With almost everyone who saw a doctor covered by some form of insurance, price considerations became a thing of the past. And with tort laws making the standard of care rise to ever more absurd heights, doctors were wary of refusing or even offering to omit any procedure for fear of a lawsuit. Thus we see even the most minor head bump receiving an MRI, for example, as doctors engage in defensive medicine, and patients agree as they have to shoulder little or none of the cost. This also means that patients no longer need to make decisions about cost and benefit trade offs. If there is an expensive, extra special procedure that gives even the most minute benefit, why not do it if the cost will be paid by someone else?

And so we spent more and more on health care (already made more expensive by many government interventions I won't discuss here), both as defensive medicine, and even more as patients did not care about costs. Where int he past a patient would have to balance his health needs against what he could afford, now the sky was the limit, and the health care sector took up ever more of our economy.

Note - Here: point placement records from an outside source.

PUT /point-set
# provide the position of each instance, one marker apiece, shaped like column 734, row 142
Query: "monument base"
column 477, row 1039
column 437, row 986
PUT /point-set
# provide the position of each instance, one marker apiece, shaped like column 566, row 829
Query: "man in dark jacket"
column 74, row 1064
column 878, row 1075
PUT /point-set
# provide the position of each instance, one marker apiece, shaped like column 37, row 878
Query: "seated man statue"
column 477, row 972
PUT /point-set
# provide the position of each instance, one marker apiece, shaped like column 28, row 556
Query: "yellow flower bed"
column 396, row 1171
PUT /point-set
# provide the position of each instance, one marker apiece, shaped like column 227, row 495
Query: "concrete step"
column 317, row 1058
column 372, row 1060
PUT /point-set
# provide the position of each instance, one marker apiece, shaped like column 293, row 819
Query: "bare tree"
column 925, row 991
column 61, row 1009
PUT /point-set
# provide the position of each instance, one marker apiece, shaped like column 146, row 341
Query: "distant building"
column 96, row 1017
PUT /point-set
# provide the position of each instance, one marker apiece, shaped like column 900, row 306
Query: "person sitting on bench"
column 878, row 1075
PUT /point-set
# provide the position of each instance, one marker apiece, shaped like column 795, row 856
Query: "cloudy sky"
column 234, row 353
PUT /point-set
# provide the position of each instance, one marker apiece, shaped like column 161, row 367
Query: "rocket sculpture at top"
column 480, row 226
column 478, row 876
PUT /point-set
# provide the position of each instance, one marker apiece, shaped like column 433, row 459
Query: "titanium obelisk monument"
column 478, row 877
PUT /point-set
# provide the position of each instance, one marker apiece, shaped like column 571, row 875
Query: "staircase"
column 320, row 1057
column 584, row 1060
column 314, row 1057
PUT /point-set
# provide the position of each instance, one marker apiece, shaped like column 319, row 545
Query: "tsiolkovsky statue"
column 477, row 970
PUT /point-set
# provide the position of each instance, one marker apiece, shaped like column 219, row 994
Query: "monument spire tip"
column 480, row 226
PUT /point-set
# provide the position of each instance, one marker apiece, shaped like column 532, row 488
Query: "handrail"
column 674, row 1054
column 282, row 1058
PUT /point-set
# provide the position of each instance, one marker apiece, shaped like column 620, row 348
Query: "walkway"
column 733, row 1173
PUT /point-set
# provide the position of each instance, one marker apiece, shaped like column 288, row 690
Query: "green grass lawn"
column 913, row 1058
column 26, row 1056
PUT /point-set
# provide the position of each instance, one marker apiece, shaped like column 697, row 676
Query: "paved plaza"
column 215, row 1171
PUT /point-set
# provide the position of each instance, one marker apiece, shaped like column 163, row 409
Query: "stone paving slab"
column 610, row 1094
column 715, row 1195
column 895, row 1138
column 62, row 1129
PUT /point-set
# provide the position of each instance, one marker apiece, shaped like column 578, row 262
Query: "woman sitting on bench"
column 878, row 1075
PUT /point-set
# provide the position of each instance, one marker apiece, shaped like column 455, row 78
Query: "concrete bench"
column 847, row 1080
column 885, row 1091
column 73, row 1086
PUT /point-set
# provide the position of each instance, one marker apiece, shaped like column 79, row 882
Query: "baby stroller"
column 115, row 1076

The funny part is, the left tends to blame this on the market, while it is entirely a creation of the government, through its handling of employer subsidized insurance, its provision of insurance for the poor and elderly, and through its courts and their bizarre view of liability.

But that is another essay as well. Here I want to talk about solutions.

As I said, eliminating insurance is not an option. What we need to do is make insurance a personal choice once again, and a true insurance, based on risk assessment and true risk pooling, not simple groups. And more than that, we need to separate employment and insurance, and government and insurance. (We also need to rein in tort law, especially in malpractice, where perfection seems to be the implicit standard of care, but that too is another essay.)

My basic idea is to eliminate tax benefits for insurance. In fact, to view insurance as any other payment. Once we make it in no way beneficial to offer insurance, it is likely many employers will stop doing so, or will offer employees the option of taking cash instead of insurance. (We may also need to look into insurance regulations, as I am not sure what other "incentives" are built into the system, or what regulations on insurers cause them to behave in somewhat counterintuitive ways.) If we can separate insurance from employment, and better still, if we can make the cost of insurance coincide with one's true risk, it is likely many fewer individuals will carry the sort of insurance they have today. Most might still carry some sort of catastrophic policy, but I doubt many would have the comprehensive coverage they have today. And once they start paying out fo pocket, I can guarantee price competition will become a reality.

POSTSCRIPT

One simple reform that might spur some changes is a simple one. My wife had insurance for a while which did not directly pay one fo her doctors (I forget why). Instead she had to pay the doctor herself then file for reimbursement. As anyone who has ever had to file an expense report can tell you, though you know you will be compensated, the headache of the paperwork and the wait for reimbursement means you will do everything you can to avoid having to file an expense report. And the same with health care. When my wife had to go through this elaborate policy, she was much more reluctant to see that doctor than she has been since. So, simply cutting off direct reimbursement could, in itself, make individuals a bit more sensible in choosing which doctors to see and when. And the need to pay first would definitely help spur price competition.

POSTSCRIPT II

On a related note to my first postscript, I know there is some truth from another analogous situation. My employer changed from expense reports to employee credit cards. You still had to file a report about what you bought, but you didn't pay out of pocket and didn't have to wait for reimbursement. The result? Spending skyrocketed. Employees started charging things they never did before. Why? Because it was too easy.

The same is true of our present insurance system.